A hybrid is almost always going to cost more than a comparable diesel – some as much as 20% more – so you’ll need to travel a lot of miles and run your hybrid for a number of years to recoup the extra cost. To help combat the higher purchase price the government is currently offering up to 35 percent or a maximum of £3,000 off certain hybrid cars. But if you’re in doubt, a car valuation should set you right.
So, why buy a hybrid?
They currently offer lower tax and running cost improvements. However, only cars that emit zero emissions (electric cars) are tax-free right now. If you live in London, some hybrid cars will qualify to be exempt from the congestion charge. The congestion charge currently costs £15.00 per day, and the ULEZ – Ultra Low Emission Zone – and requires drivers of cars not meeting the emissions standards to pay an additional £12.50 per day.
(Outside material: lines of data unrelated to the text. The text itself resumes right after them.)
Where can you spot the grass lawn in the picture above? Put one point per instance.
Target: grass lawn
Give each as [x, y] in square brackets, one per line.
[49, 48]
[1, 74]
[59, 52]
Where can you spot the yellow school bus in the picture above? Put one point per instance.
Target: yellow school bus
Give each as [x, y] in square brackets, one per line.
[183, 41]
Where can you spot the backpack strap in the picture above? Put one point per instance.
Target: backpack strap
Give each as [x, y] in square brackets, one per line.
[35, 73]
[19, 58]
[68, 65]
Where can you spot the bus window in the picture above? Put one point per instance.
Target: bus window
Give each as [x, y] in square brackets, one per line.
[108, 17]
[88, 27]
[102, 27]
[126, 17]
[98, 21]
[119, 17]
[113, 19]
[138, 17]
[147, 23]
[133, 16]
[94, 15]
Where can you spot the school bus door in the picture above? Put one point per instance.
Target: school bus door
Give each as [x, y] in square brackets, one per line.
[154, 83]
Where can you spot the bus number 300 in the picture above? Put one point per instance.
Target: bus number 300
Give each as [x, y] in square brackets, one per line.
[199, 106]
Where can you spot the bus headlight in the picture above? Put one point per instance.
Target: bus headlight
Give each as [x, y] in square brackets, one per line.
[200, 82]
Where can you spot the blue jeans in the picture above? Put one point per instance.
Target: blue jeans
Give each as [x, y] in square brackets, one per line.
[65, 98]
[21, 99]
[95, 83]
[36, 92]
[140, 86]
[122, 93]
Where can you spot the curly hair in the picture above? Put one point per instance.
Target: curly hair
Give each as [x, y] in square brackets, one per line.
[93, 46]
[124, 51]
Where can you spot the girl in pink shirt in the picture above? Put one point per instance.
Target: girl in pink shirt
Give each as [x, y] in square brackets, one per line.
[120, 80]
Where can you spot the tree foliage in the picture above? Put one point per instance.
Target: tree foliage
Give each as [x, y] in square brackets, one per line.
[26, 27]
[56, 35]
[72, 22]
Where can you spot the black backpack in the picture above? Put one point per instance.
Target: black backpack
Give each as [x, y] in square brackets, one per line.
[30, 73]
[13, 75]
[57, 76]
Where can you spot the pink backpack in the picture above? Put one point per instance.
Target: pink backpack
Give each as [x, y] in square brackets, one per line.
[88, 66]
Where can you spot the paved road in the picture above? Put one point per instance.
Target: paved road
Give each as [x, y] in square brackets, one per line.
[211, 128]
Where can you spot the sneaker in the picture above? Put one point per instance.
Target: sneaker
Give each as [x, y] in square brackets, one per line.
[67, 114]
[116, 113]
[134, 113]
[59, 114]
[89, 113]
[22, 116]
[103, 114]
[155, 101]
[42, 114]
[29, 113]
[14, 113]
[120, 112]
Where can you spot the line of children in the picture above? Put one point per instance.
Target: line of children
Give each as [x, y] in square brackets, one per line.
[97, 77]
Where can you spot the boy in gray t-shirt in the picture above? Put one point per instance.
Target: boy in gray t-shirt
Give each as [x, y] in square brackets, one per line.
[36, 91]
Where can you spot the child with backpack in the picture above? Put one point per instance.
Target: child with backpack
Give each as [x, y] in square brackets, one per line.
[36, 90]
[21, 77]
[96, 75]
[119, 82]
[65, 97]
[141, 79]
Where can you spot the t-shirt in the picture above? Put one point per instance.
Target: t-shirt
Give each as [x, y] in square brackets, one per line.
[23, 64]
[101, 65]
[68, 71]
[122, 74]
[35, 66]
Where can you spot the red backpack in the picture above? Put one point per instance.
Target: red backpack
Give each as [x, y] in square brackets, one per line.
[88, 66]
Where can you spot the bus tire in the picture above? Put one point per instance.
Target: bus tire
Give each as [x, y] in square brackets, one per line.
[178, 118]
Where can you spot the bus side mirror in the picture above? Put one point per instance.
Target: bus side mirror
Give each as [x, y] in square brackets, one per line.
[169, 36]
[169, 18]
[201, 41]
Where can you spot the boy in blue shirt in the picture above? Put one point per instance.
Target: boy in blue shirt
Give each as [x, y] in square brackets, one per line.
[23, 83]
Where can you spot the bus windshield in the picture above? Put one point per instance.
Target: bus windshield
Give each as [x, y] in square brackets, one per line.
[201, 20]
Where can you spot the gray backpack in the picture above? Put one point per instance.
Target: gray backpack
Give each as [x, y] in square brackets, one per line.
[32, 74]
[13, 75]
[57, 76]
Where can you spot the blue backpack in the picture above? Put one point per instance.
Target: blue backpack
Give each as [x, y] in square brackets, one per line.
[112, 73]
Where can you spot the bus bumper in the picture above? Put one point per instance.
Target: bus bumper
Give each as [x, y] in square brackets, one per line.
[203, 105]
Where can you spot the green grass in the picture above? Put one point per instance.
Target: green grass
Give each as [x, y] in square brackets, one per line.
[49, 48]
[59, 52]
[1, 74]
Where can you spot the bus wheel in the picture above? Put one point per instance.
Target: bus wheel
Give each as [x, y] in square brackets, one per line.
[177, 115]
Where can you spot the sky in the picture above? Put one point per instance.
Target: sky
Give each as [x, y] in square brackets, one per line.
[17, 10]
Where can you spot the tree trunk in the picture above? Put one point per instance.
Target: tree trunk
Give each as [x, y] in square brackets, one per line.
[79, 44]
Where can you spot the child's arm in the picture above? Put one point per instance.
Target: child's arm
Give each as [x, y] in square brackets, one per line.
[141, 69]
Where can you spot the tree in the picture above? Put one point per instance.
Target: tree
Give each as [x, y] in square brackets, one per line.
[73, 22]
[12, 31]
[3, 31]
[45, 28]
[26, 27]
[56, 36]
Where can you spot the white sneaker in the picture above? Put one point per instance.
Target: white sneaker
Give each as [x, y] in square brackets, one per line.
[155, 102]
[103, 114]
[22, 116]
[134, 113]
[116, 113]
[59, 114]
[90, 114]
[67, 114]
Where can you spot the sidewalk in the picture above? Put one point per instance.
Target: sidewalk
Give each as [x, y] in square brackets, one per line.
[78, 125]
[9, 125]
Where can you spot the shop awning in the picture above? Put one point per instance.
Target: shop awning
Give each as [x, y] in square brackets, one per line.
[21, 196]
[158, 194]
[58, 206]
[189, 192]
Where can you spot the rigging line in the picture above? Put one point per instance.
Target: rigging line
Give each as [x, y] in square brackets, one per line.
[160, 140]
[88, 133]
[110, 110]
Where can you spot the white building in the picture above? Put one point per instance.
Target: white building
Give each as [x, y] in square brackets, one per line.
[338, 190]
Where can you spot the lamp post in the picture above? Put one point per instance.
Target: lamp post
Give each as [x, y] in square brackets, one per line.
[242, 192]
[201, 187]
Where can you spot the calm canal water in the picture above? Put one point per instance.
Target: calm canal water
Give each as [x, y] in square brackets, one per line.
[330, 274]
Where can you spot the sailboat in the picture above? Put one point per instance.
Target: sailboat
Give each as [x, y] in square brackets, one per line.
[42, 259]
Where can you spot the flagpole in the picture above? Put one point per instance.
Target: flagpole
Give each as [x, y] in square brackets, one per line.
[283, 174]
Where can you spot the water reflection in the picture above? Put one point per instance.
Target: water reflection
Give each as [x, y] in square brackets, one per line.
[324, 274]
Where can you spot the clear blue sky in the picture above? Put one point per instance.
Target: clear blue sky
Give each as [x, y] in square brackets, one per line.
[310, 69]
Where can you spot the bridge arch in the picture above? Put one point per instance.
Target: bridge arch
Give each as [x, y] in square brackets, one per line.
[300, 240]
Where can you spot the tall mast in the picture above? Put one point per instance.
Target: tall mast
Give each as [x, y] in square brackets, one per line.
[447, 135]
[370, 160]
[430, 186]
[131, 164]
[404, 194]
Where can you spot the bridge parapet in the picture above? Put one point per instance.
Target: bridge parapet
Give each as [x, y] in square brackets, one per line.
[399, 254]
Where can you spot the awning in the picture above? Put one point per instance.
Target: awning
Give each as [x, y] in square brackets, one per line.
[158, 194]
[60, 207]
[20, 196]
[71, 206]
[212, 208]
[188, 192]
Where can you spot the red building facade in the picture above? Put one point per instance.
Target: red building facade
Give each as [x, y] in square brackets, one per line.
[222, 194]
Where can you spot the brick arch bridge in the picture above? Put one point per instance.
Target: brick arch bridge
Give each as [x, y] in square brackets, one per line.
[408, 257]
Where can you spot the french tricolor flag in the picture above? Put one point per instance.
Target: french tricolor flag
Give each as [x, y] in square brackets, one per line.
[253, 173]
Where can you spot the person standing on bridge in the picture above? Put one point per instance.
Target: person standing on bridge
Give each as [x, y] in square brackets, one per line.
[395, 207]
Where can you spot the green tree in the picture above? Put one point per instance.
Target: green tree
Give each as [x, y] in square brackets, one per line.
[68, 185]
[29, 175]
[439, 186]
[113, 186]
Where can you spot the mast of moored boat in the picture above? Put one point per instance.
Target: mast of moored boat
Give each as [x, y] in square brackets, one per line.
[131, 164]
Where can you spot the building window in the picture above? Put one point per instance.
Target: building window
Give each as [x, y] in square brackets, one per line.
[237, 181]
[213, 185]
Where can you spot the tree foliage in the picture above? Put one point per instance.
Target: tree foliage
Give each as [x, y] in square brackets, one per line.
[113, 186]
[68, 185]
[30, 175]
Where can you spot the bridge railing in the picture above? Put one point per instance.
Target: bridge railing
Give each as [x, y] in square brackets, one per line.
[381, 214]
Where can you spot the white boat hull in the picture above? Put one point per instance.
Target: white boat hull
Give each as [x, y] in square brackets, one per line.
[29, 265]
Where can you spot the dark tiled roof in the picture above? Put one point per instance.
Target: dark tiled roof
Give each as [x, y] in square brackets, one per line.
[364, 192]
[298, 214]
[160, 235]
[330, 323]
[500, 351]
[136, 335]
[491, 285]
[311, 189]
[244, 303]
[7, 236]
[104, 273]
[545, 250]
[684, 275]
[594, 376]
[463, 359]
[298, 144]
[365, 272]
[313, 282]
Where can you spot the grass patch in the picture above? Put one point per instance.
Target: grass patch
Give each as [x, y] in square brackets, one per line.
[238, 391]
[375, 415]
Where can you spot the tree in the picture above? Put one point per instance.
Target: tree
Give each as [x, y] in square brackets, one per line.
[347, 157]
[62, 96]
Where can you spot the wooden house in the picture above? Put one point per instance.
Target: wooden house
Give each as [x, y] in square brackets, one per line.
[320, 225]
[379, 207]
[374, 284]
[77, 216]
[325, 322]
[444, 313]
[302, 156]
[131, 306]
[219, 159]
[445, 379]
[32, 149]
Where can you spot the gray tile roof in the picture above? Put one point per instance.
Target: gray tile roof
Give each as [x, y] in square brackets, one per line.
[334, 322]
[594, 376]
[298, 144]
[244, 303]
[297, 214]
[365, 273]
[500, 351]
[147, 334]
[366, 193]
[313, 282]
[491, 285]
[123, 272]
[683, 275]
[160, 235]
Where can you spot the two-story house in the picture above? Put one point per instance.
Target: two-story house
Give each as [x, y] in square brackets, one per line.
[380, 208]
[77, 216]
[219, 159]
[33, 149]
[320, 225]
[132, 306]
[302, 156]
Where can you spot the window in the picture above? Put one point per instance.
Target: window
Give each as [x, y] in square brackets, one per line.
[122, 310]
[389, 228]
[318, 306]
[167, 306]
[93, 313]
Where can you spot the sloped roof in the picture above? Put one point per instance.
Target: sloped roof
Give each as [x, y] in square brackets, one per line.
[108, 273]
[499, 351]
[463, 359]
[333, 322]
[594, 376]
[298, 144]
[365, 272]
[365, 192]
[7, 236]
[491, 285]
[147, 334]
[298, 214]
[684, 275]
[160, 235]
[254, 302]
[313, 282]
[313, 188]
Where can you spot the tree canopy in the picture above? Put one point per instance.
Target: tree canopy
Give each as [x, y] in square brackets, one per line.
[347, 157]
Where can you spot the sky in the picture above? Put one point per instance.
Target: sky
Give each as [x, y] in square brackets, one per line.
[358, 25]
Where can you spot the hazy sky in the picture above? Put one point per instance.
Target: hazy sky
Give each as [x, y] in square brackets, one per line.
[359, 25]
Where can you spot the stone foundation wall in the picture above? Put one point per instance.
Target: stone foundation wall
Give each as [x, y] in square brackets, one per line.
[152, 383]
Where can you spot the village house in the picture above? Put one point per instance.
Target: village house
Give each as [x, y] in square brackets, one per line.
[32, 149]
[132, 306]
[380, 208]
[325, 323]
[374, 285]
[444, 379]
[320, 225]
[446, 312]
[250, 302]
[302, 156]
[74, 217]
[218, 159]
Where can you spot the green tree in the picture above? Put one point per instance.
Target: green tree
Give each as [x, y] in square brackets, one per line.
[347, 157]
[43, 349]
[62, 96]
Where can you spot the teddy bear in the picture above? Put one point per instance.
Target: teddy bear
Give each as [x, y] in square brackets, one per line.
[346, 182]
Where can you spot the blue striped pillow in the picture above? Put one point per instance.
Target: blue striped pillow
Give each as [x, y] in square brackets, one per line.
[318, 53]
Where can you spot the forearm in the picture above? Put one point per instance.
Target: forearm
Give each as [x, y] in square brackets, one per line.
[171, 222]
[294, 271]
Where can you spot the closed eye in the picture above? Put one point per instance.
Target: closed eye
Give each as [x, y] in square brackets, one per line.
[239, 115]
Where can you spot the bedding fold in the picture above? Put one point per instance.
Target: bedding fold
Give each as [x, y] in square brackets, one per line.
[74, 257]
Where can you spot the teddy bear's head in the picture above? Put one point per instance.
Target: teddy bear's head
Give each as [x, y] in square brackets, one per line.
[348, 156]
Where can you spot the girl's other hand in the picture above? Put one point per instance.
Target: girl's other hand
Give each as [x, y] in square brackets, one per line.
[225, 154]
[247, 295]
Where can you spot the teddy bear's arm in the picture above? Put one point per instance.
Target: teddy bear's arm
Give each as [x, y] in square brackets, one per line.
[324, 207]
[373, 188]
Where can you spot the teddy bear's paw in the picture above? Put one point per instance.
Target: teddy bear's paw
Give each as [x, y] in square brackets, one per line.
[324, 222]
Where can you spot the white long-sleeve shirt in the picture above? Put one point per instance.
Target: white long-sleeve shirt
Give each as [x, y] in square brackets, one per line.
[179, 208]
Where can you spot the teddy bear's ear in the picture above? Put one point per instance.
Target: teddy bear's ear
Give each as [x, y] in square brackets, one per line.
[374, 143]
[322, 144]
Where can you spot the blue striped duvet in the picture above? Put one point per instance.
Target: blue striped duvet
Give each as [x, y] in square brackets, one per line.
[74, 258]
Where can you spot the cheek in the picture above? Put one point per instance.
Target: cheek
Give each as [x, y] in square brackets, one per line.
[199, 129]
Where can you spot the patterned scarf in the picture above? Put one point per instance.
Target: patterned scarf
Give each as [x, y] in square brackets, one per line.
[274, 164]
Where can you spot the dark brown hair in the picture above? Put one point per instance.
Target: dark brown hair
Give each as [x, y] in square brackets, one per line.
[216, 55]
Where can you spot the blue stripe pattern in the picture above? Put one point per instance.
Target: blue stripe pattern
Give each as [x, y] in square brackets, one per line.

There’s also the fuel savings – which could cost you pennies if you only use battery power. One of the perks to driving on electric power is that there’s an instant reaction when you push the accelerator from rest. There’s also very little noise, making the experience far more refined.
But if you have one eye on the future, legislation against diesel and petrol-powered cars is only going to get tighter. The government are pledging to ban the sale of all non-electrified cars by 2030, possibly sooner.
Hybrid cars – the pros
- Minimal tax bills
- Most are congestion charge free
- No fuel costs if driven on electric power
Hybrid cars – the cons
- Expensive price tag
- Charging times
- Limited electric range
What’s the takeaway?
Whether you should buy a hybrid or not is down to your lifestyle and car usage. Plug-in hybrids especially suit city life as they can be driven solely on electric power for a reasonable distance – but if you need to go on long journeys, the ability to run on petrol or diesel adds significantly to its convenience. If you buy a plug-in, remember that you’ll need to allow a fair few hours for charging each day if you’re planning on making the most of the battery power.
Conventional hybrids as a straight swap for your petrol or diesel is making an increasing amount of sense. If most of your journeys are on the motorway, it’s unlikely you’ll see the cost advantages mentioned above, and they’ll perform similarly to standard petrol or diesel car. But in town, they have advantages, especially in heavy stop/start traffic as the battery and motor take the strain away from the fossil fuel-burning engine. Finally, hybrids are quieter and more refined most of the time and make for a calmer driving experience.